Curiosamente, e em flagrante contraste, a provar certamente que não há regra sem excepção, um dos Oficiais Generais que nos acompanhava na visita, contou-nos a recente saída de um homem de uma outra prisão militar, com condições e instalações muito mais humanizadas, e que ao fim de oito anos de cumprimento de pena, não queria sair da prisão e até chorou, por não ter para onde ir, não ter família e se sentir ali mais amparado e estimado por todos os colegas e pelos oficiais que nele confiavam.

 

Era já tarde, depois de mais uma última e magnífica visita organizada pelos nossos amáveis anfitriões a Monsaraz, integrada naquele encontro anual de Oficiais de um Curso Superior de Comando e Direcção e suas famílias, regressávamos a Lisboa.

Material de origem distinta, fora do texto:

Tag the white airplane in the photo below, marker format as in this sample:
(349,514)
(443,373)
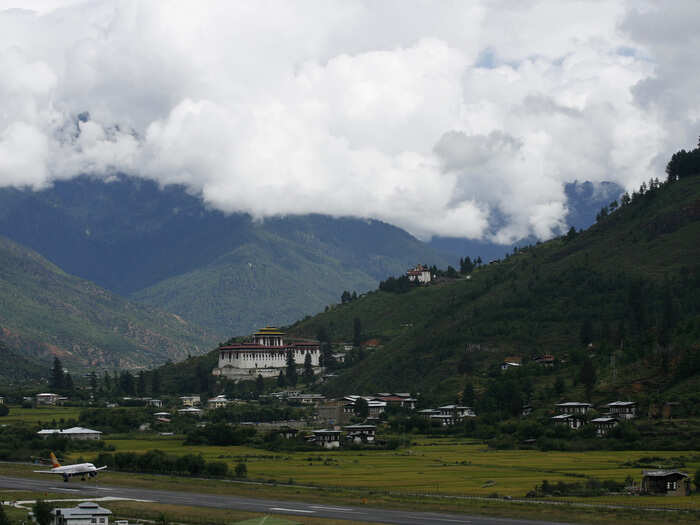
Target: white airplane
(80,469)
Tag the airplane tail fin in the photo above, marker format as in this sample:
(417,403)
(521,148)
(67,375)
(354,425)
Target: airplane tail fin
(54,461)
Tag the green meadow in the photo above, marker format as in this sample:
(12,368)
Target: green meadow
(41,415)
(432,466)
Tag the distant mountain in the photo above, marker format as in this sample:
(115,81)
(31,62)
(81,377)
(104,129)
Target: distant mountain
(630,284)
(584,201)
(45,312)
(229,273)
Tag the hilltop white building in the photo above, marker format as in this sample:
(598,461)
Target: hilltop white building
(264,356)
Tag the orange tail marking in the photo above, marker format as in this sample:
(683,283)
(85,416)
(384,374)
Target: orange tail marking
(54,461)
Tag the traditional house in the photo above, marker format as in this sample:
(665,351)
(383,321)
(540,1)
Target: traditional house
(420,274)
(545,360)
(603,425)
(507,365)
(331,413)
(86,513)
(190,411)
(667,482)
(47,399)
(572,421)
(327,438)
(622,409)
(266,355)
(573,407)
(190,401)
(219,401)
(75,433)
(361,433)
(396,400)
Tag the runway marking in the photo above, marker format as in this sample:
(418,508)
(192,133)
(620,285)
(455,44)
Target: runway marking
(293,510)
(332,508)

Cansados e pensativos, meu marido e eu vínhamos em silêncio. Por momentos fechei os olhos, recapitulei o dia e pensei nas muitas outras formas de prisão que construímos nas nossas vidas, quantas vezes sem darmos conta, e que nos escravizam sob uma ilusão perfeita de liberdade, felicidade e busca de  sentido de vida!

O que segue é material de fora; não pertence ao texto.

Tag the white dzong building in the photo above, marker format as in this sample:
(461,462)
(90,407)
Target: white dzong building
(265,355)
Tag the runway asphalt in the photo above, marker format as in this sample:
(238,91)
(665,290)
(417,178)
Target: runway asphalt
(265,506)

 Lá fora entardecia, entre sombras, nuvens, sobreiros dispersos, terra vermelha escura  e um céu belíssimo, alaranjado. Fechei de novo os olhos já consolados e vi aquilo que tantas vezes nos prende a nós que nos julgamos livres de cadeias: os jogos de poder, sedução e ambição, honrarias, mordomias, feiras de vaidades, vícios de jogo, sexo e droga, compras sem fim  por consumo-dependência, uma obsessão irracional pela moda, a aparência, o corpo e o conforto…e  de repente dei comigo a recordar as palavras já distantes de Aldous Huxley (  “Sobre a Democracia e outros estudos”) : “(…) Uma pessoa nunca pode receber alguma coisa a troco de nada, e a obtenção do conforto foi acompanhada por uma perda compensadora de outras coisas, igualmente ou talvez, ainda mais valiosas.(… ). O conforto para mim tem uma justificação (…): facilita a vida mental. O desconforto estorva o pensamento.O conforto é um meio para conseguir um fim. O desconforto estorva o pensamento; é difícil, quando o corpo está frio e a doer, utilizar a mente. O mundo moderno parece considerá-lo como um fim em si próprio, um bem absoluto. Um dia, talvez, o mundo terá sido convertido numa vasta cama de penas, com o corpo do Homem dormitando em cima dela e a sua mente por baixo, sufocada, como Desdémona.”